No último sábado, dia 11, houve um bate-papo sobre comida boa e barata em São Paulo no teatro Eva Herz, localizado na Livraria Cultura do Conjunto Nacional. A conversa foi promovida pela CBN e pela Folha de S.Paulo, contando com as opiniões do jornalista André Barcinski, do crítico Josimar Melo e do chef Marcelo Bastos, e sendo mediada por Luiza Fecarotta, editora do caderno “Comida” da Folha e Fabíola Cidral, âncora do CBN São Paulo.

Nos minutos iniciais, Josimar Melo deu sua definição para uma comida barata: “é aquela que, na hora de pagar a conta, você acha que a experiência foi barata para o prazer que a comida te deu”. O crítico da Folha ainda disse que é preciso sempre pensar em qualidade: “é um investimento para a sua felicidade, algo barato e ruim também torna-se caro”.

André Barcinski, autor do livro “O Guia da Culinária Ogra”, que mapeia 195 restaurantes na cidade e indica opções “que não estão nos principais guias”. disse que “muitos restaurantes não têm nem placa”.

Para Marcelo Bastos, chef do restaurante Jiquitaia, fazer uma comida boa por um preço honesto é tarefa nada fácil, ainda mais em um lugar como São Paulo, onde as coisas são caras. Ao contar sua experiência com o Jiquitaia, ele disse que cortou o supérfluo e gastos com valet, hostess e sommelier.

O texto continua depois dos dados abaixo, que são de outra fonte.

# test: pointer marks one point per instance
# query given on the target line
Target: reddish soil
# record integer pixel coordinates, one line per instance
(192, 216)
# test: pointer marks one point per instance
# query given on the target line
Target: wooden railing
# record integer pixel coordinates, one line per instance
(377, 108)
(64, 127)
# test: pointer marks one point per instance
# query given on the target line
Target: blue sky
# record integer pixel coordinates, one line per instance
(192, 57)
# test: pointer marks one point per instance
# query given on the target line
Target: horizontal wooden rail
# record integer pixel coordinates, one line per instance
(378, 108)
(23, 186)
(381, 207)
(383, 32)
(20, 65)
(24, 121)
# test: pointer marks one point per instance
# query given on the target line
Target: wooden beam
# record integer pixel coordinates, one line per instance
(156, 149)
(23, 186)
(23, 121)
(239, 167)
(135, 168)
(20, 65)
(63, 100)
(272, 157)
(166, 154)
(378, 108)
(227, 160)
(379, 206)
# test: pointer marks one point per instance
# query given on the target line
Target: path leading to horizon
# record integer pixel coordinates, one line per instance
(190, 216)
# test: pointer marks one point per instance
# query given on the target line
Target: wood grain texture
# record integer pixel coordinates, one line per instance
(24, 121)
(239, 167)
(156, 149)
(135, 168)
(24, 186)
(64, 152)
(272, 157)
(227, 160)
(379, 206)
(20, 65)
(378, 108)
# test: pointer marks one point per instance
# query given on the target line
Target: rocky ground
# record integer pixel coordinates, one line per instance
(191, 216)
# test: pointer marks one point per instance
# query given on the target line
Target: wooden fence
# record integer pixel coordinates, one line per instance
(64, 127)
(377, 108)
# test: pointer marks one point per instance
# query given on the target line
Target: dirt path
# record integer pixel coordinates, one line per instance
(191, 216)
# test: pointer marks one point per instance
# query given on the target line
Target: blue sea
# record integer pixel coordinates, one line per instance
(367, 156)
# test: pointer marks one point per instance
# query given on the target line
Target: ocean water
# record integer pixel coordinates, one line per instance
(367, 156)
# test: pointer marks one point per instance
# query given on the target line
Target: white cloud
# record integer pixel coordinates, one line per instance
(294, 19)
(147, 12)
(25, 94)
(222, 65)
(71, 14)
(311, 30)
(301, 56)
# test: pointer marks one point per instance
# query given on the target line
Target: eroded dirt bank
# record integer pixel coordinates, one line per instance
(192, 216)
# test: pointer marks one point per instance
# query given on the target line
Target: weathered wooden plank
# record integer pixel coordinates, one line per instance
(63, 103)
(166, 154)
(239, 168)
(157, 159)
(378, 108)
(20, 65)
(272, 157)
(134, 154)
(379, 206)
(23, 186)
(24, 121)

O restaurante produz 3500 refeições por mês, com onze funcionários. Com um cardápio enxuto, a casa possui preços que variam de 29 a 59 reais por uma refeição.

Ao comentar a redução de gastos que diversos restaurantes fazem em seu serviço, Josimar Melo disse que essa não é uma coisa bem aceita pelo paulistano. Para ele, o público tem uma visão distorcida de todo o processo. “Na França, os restaurantes mais econômicos possuem um garçom para 12 mesas. Aqui no Brasil, se não tiver um garçom para 3 meses, as pessoas já ficam bravas” disse Melo.

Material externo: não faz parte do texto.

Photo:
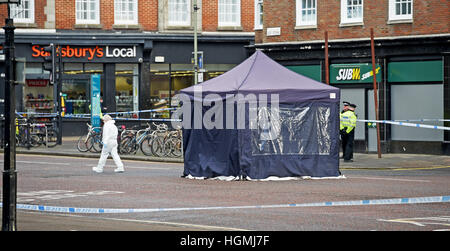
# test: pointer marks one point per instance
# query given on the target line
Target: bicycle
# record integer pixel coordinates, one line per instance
(157, 139)
(173, 144)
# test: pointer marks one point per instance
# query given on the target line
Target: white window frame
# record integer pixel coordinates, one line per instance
(88, 20)
(311, 5)
(225, 12)
(393, 16)
(258, 14)
(344, 12)
(122, 15)
(18, 12)
(176, 22)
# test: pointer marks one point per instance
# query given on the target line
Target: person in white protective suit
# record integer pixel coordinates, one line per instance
(109, 140)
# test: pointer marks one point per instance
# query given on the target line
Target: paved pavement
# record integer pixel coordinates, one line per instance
(361, 160)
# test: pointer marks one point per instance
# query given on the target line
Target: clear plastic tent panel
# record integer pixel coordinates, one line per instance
(291, 131)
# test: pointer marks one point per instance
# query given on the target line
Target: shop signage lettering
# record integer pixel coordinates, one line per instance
(353, 73)
(89, 53)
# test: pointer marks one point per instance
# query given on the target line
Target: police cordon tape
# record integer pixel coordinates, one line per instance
(393, 201)
(405, 124)
(392, 122)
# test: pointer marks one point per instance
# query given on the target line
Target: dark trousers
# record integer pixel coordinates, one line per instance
(347, 144)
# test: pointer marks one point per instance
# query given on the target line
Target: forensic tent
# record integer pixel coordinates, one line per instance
(260, 120)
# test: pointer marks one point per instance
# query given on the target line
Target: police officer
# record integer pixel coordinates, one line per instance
(347, 130)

Durante o bate-papo, os convidados indicaram algumas opções que, segundo eles, são boas e baratas, como o Le Jazz, a Casa Garabed e o Mocotó. Todos eles também concordaram que o melhor jeito de se descobrir bons restaurantes é andar, perguntar e olhar as pessoas.

Em meio a tantas análises superficiais acerca da questão do “preço justo”, o bate-papo de sábado foi importantíssimo para esclarecer a questão de se comer bem e por um preço honesto, levando em consideração o lado do cliente e o do dono de restaurante.